Признаться, это вполне невинное в мирной жизни обстоятельство добавило мне хлопот. Прапорщик Мишрис весь день ходил с мечтательным выражением на физиономии, слабо обращая внимание на службу, а прапорщик Немно тоскливо глядел своими черными глазами в небо и вечерами пел под гитару что-то невообразимо прочувственное на цыганском языке. Пел он так, что я, пожалуй, на месте Ольги не устоял бы, но она охотно слушала — и шла гулять с прапорщиком Мишрисом.
Теперь я уже опасался сводить на наших учениях второй и третий взводы, дабы не допустить братоубийственной резни. Поручик Успенский, видя такое дело, притащил Бог весть откуда несколько газовых масок и предложил провести с нашими прапорщиками занятие. По его мнению, два часа в газовой маске ежедневно вполне достаточно для поддержания бодрого духа. Я отказался, мотивировав тем, что здесь не чека. Но маски решил пока не отдавать. На всякий случай.
Пока Мишрис и Олга ежевечерне ворковали, а прапорщик Немно пел ежевечерние баллады про то, как полюбил цыган цыганку, а нога попала в колесо, нам приходилось думать о куда более земных проблемах.
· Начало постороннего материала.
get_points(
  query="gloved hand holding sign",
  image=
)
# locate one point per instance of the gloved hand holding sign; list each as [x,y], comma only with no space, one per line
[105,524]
Прежде всего, у нас кончились деньги. Те, кто бывал в Крыму в 20-м, сразу меня поймут. На офицерское жалованье прожить там было невозможно, разве что на генеральское. Штатские господа держали огороды или попросту брали взятки, чем не брезговали и наши тыловые чины, а остальным приходилось туго. Трудно поверить, что комендант Севастополя разрешил офицерам подрабатывать грузчиками в порту. Да и в грузчики попасть было нелегко, ибо заработать за ночь худо-бедно сорок тысяч желали многие.
Базар пришлось забыть, самогон тоже. Довольствовались, таким образом, котловым содержанием. В голове вновь начали бродить вполне большевистские мысли, и поручик Успенский всерьез предложил грабить огороды. К счастью для огородов, был только май. Подработать в Албате было негде, занять не у кого, и оставалось, вслед за прапорщиком Немно, впасть в тоску, но, естественно, по другой причине. Один прапорщик Мишрис ходил как под воздействием мессмерических пассов и даже как-то поинтересовался у меня, требуется ли офицеру разрешение командования на вступление в брак.
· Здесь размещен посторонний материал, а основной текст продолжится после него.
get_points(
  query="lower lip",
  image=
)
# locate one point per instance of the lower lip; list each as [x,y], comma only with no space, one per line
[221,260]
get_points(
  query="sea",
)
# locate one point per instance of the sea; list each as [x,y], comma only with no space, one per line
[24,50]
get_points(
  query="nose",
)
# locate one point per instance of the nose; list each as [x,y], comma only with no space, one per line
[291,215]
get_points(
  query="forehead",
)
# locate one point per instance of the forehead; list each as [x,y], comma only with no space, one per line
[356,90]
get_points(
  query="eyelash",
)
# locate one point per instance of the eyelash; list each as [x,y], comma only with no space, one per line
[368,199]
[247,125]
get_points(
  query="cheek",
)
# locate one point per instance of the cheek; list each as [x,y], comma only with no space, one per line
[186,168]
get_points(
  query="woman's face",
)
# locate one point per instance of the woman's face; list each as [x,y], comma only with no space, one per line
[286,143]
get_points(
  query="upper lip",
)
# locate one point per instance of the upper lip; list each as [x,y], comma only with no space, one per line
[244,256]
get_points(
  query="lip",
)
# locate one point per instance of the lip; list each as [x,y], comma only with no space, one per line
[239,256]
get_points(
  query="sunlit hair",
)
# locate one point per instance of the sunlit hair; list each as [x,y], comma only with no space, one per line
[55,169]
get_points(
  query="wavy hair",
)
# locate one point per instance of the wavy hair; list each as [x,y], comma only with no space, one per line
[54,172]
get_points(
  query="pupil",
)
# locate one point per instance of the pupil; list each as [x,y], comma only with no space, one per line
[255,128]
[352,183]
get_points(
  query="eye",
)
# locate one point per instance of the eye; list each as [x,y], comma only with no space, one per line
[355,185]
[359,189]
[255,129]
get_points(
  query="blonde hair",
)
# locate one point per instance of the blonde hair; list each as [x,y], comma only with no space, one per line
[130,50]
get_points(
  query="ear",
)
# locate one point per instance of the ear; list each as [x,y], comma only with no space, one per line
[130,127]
Я приказал поручику Успенскому молчать, ибо у него, я чуял, уже созрел подробный ответ, и сообщил прапорщику, что раньше, до Смуты, такое разрешение, действительно, требовалось. И не только разрешение, но и определенная сумма, вносимая в кассу полка. В общем, песня про бедного прапорщика армейского родилась не зря. Прапорщик Мишрис этой песни не знал, и поручик Успенский, воспользовавшись моей оплошностью, успел воспроизвести пару куплетов. У бедного прапорщика покраснели уши, и от дальнейшей беседы он уклонился.
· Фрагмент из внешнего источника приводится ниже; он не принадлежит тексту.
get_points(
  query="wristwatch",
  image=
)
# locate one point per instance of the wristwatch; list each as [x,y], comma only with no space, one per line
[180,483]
Поутру 18-го мая пронесся слух, что в Албат прикатило какое-то начальство и должен прибыть чуть ли не сам Фельдфебель. Намечалось нечто вроде смотра с раздачей ландрина. Действительно, где-то в десять утра штабс-капитан Дьяков выстроил отряд невдалеке от наших сараев, мы проскучали не менее часа, и, наконец, к нам подъехало несколько конных вполне генеральского вида. Впереди ехал бородатый здоровяк, лысый, как колено, и с выпученными глазами. Последовало "смирно", мы, в меру возможностей, конечно, застыли, а бородатый здоровяк грузно соскочил с коня и чуть вразвалку потопал прямиком к нам. Штабс-капитан Дьяков унтерским голосом отдал рапорт, и Фельдфебель, то есть его превосходительство генерал Кутепов изволил поздороваться.
Я ждал, что будет дальше, но Фельдфебель только прохаживался вдоль строя, время от времени притопывая, будто бы давя невидимых тараканов. Этот своеобразный танец должен был, по идее, намекнуть нам, что его превосходительство недоволен. Говорят, в своем Преображенском полку он и вправду выглядел грозно, но лично меня, признаться, эти пантомимы давно уже оставляли равнодушным. Вот ежели бы предо мною выросла бы из-под земли пулеметная тачанка с Упырем собственной персоной, тогда бы дело другое, тогда и поволноваться можно.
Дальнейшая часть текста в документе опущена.